# Using the inch scale to make tapered bands for 3/8 steel



## WesTxguy (Jun 13, 2020)

I am unable to find a cutting pad that is marked in metric measurements. Could somebody recommend band sizes using the inch scale? Band material : simple shot pure amber latex, ammo: 3/8" steel. draw length 30" = 6" active length. Thank you.


----------



## StringSlap (Mar 2, 2019)

I don't do tapered bands so can't really say what size taper to cut, but if you have a size in metric you can easily convert to inches. This is a great calculator. Just put in whatever size you have in the appropriate box (mm, cm, decimal, etc.) and it will instantly calculate the rest.
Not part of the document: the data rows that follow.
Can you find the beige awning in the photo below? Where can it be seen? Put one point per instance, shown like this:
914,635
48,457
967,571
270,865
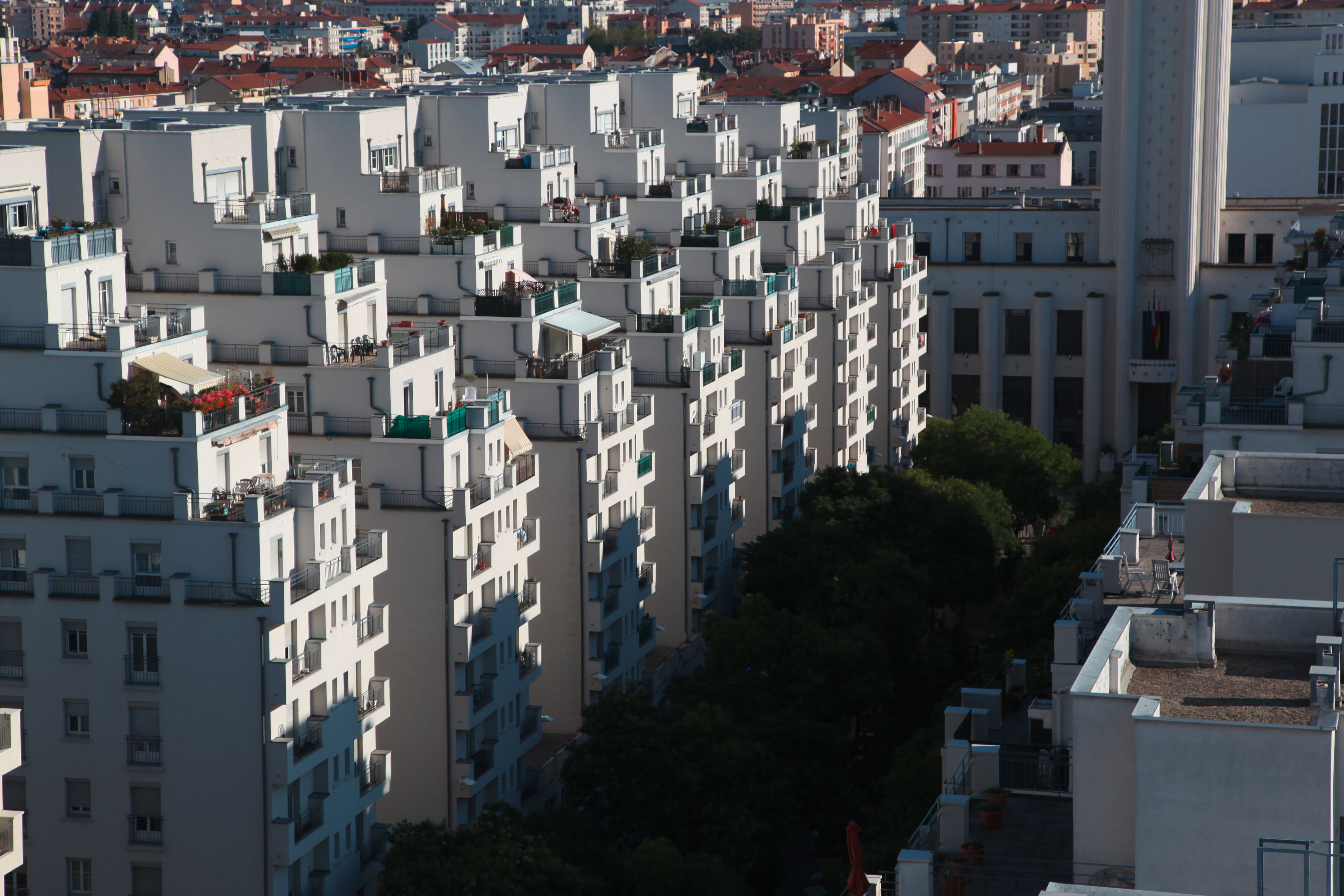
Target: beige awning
181,374
581,323
515,440
288,230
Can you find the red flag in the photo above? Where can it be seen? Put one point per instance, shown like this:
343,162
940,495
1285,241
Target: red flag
858,880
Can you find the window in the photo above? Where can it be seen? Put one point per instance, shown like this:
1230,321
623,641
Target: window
1018,331
966,331
1069,334
385,159
17,217
1018,399
144,657
1158,336
80,872
77,718
1069,410
1074,249
1022,244
105,297
966,393
1264,249
971,244
76,639
144,562
81,475
78,799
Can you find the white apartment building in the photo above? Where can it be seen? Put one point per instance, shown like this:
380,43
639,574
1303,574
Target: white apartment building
139,530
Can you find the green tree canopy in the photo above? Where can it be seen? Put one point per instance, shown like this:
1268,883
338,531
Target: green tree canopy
986,447
493,856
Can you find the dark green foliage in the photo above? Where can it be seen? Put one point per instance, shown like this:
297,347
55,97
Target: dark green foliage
986,447
632,249
335,261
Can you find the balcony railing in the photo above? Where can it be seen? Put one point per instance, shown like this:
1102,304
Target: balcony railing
612,660
142,670
371,625
373,699
146,829
526,661
311,739
527,596
143,750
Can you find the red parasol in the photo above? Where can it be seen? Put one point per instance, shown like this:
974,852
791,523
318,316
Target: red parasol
858,880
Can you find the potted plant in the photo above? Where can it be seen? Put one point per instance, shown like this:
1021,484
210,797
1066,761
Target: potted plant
1107,463
955,883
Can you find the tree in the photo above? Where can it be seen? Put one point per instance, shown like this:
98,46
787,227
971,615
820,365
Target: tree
986,447
493,856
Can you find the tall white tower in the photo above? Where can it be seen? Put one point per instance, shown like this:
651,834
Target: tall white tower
1165,180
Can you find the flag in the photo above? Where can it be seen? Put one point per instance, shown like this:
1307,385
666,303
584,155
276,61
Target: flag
858,880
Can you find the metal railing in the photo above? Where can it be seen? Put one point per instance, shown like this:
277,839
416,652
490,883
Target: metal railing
144,750
146,829
373,699
371,625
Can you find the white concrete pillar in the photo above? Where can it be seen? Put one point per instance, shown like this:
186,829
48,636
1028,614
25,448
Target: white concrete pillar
1043,364
1093,350
991,353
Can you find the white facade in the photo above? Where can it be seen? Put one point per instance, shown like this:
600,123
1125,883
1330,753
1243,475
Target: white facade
232,594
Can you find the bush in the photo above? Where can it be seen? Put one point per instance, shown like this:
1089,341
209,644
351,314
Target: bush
335,261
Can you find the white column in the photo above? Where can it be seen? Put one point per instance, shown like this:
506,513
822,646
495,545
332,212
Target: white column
1042,364
1093,322
991,353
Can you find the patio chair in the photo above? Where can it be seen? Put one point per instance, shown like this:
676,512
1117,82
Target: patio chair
1135,574
1163,580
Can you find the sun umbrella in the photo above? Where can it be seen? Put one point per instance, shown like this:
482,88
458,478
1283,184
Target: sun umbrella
858,882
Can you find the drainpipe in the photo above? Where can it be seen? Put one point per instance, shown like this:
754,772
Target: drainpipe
460,280
308,324
1326,386
582,534
265,774
580,250
181,487
371,398
448,648
233,561
686,496
424,490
https://ginifab.com/feeds/cm_to_inch/


----------



## Ibojoe (Mar 13, 2016)

Try 5/8” to 1/2”. That should zip em. Hunting: 3/4 to 5/8


----------



## WesTxguy (Jun 13, 2020)

StringSlap: Thanks. Looks like that will work.


----------



## WesTxguy (Jun 13, 2020)

Ibojoe: Thank you also!


----------



## KawKan (May 11, 2013)

This question (in various forms) pops up pretty often. So, five or six times a year I regurgitate this advice from the Wizard of Waco (AKA Bill Hays). It's the best I've seen. And, as it happens, directly addresses your latex!

From Bill:

"For 0.03 thickness latex you simply cut the small end so that it's 1 1/2 times the size of the ammo and the large end is twice as wide as the ammo.... So 1/4" steel ball ammo needs tapers of 3/8" X 1/2"... and 1/2" steel ball ammo needs tapers of 3/4" X 1".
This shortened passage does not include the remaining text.